正恩氏が、潜水艦発射弾道ミサイル(SLBM)3基を搭載できる新型潜水艦を建造中の造船所がある新浦(シンポ)に向かったとの見方も出ている。
与正氏は今月4日に、脱北者を「ゴミ」と呼び、南北軍事合意の破棄などを警告する談話を発表した。13日の談話では開城(ケソン)の南北共同連絡事務所の破壊や軍事的措置に言及、「わが軍隊が人民の怒りを多少なりとも鎮められる何かを決心して断行するだろうと信じる」として、予告通りに16日、爆破を実行した。
そして17日の談話では韓国の文在寅(ムン・ジェイン)大統領を「名ばかり大統領」「主人(米国)の顔色ばかりうかがっている」とののしるなど、こわもてぶりを定着させた。正恩氏とともに金日成(キム・イルソン)主席の直系「白頭の血統」である事実上のナンバー2としての位置付けが定着しつつある。 与正氏が表舞台に出る一方で、正恩氏は今月7日に党政治局会議に出席したという様子が朝鮮中央通信に報じられたが、脱北者団体によるビラ散布についての正恩氏の談話は確認されていない。
ただ、苛烈きわまる「与正談話」の背後には、正恩氏の存在があるというのが専門家の見方だ。 軍事ジャーナリストの黒井文太郎氏は「正恩氏が最終的に決定したシナリオに与正氏が乗っているもので、兄の手を離れていることはないだろう」と語る。
「これまで米朝首脳会談や平昌(ピョンチャン)冬季五輪などでも与正氏が正恩氏に付き添い、秘書的な役割を果たしてきたが、2人で表に出れば、妹の実績にならない。与正氏をアピールをするためのパフォーマンスではないか」
英BBC(日本語電子版)も、一連の北朝鮮の挑発行為について、「与正氏の正統性を補強しようという、北朝鮮国内の動きに関係するのかもしれない」などとする識者の分析を掲載した。
正恩氏の動静をめぐっては、今年4月11日の党政治局会議出席が伝えられた後、20日間公に姿を見せなかったこともさまざまな憶測を呼んだ。
海外メディアは、正恩氏が心血管系の手術を受け、現在も療養中だと伝えたほか、米CNNなどが「重病説」を報じた。 正恩氏はメーデーの5月1日には西部・平安南道(ピョンアンナムド)順川(スンチョン)の肥料工場の完工式に出席し、テープカットを行ったと党機関紙などが大々的に報じ、健在ぶりを誇示した。

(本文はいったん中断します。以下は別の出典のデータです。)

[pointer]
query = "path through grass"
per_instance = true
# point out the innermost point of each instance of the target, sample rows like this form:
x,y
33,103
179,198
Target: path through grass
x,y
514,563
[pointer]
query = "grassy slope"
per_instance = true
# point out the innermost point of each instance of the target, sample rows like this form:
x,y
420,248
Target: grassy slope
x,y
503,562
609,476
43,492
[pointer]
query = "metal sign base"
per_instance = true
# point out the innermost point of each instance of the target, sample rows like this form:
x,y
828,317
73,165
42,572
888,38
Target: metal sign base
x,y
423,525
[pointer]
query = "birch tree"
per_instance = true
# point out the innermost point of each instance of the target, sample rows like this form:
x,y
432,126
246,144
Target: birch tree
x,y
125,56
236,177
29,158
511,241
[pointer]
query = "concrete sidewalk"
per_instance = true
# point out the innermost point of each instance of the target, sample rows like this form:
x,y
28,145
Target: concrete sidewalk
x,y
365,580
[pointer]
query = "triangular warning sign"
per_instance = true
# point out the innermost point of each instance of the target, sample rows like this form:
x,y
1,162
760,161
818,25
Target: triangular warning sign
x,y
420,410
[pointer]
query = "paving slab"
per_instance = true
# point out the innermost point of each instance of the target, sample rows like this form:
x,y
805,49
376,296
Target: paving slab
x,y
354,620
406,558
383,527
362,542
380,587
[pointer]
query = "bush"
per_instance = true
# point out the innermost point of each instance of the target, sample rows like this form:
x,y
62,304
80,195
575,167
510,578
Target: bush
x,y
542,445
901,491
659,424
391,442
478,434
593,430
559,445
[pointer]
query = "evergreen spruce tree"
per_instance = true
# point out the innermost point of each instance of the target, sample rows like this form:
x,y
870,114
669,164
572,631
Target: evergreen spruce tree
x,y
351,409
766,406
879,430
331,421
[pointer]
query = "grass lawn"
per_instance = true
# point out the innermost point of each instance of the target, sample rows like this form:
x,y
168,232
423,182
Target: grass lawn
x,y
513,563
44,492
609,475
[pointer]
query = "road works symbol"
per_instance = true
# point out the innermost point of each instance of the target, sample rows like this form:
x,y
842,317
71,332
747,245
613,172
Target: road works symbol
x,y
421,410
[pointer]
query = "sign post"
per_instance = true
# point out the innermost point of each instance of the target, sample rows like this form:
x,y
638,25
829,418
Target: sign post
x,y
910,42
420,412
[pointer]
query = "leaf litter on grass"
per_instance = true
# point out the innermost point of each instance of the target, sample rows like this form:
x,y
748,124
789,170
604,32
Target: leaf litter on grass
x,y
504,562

ネット上では一部で根拠不明ながら「影武者説」も流れるほか、健康不安説も根強い。
北朝鮮情報専門サイト「デイリーNKジャパン」編集長の高英起(コウ・ヨンギ)氏は、「正恩氏は、南北問題は与正氏に任せている。心疾患の後遺症で無理をできない状況にあるのかもしれないが、有事があったわけではないだろう。7月7日は金日成氏の命日であり、可能であれば、ふさわしい行事に出てくるのではないか」とみている。
北朝鮮の朝鮮労働党統一戦線部は20日付の報道官談話で、南北間の合意が「いまや紙くずになった」と主張、文大統領を非難するビラの散布を決行する立場を表明した。党機関紙の労働新聞は、文氏の顔写真を印刷したビラの上に、たばこの吸い殻をばらまいた写真を掲載した。
韓国の脱北者団体がコメを入れたペットボトルを北朝鮮に流す計画は中止となったが、別の団体は25日前後に再びビラ100万枚を北朝鮮へ飛ばすと予告している。
与正氏の新たな罵倒談話や軍の施設爆破などが出てくる場面もありそうだ。